By the time the College of Education professor retires later this year, Blair will have influenced the lives of more than 2,500 students in Orlando’s poorest neighborhood through his free weekly tutoring program.

And for that, the City of Orlando has declared Monday, March 25, as Dr. Timothy Blair Day. Blair will be recognized during Monday’s City Council meeting.

“The Reading Camp Program has been the most meaningful, beneficial venture I have had in my 38-year career in higher education,” said Blair. “For everything that the students and parents have gained, I have gained tenfold. Saturday is the best day of the week for me.”

Blair created the Saturday Reading Camp as a way for his undergraduate and graduate students to apply the strategies they learned in the classroom to a real-world environment. Each week, the students in his reading education classes provide individualized reading lessons and write lesson plans.

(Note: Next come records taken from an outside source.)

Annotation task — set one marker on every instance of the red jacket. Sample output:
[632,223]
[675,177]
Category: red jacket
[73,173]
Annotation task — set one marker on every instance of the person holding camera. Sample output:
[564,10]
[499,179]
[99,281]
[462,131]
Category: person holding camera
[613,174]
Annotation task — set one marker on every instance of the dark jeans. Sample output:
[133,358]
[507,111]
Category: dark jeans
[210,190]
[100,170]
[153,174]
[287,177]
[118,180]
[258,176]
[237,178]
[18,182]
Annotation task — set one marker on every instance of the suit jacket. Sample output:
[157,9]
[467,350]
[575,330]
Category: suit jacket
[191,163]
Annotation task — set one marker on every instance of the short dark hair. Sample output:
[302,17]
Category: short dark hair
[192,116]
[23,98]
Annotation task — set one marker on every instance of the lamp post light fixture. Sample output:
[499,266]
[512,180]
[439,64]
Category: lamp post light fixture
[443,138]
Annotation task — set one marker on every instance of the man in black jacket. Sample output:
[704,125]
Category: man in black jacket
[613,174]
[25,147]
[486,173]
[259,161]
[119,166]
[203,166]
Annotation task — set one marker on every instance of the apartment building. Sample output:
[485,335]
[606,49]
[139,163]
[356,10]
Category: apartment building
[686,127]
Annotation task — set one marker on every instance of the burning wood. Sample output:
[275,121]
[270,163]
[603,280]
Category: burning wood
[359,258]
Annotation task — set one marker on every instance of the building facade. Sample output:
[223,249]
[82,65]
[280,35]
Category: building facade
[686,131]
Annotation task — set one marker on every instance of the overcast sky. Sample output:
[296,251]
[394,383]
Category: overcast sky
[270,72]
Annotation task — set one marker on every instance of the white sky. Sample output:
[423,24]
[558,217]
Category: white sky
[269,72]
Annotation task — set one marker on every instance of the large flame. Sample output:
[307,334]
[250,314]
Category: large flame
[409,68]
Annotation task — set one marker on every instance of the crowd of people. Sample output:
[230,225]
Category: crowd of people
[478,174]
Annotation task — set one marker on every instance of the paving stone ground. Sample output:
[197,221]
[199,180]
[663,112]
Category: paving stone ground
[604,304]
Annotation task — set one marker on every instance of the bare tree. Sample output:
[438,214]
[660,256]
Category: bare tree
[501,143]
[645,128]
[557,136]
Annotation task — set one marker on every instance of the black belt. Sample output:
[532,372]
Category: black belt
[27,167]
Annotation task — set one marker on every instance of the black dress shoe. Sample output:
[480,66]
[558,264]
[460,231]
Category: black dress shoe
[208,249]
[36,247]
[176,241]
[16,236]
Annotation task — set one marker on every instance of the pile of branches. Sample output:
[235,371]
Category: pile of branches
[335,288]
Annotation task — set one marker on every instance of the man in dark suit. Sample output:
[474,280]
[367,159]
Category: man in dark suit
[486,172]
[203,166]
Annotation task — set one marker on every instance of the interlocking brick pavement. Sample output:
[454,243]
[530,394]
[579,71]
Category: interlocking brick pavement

“I wanted to do a better job of preparing our teachers,” said Blair. “This program exposes them to diversity and helps to debunk a lot of the myths that some of our UCF teachers have about working in low-income schools. It’s a great training ground, and it shows them that all children can learn.”

The camp began at the Jackson Community Center and has since expanded to the Callahan Center. For 11 consecutive Saturday mornings in the fall and spring, children from kindergarten through sixth grade receive reading lessons led by UCF students. Consecutively, Blair runs a Parent Education Program with the children’s parents and relatives, in which he teaches hands-on strategies for teaching their children reading at home.

A Summer Reading Camp is also held daily in June.

In addition to working with Orlando’s Department of Families, Parks and Recreation, Blair has received funding and supplies from Scholastic , Starbucks, private donors and local schools. At the end of each session, Scholastic provides participants with a backpack full of new books to start their own home libraries, so that they can continue their studies after the program is over.

“This has been a wonderful partnership between UCF, a big metropolitan school, and Orlando, a big metropolitan city,” said Blair. “It allows us to take university courses out of the ivory tower and into the community.”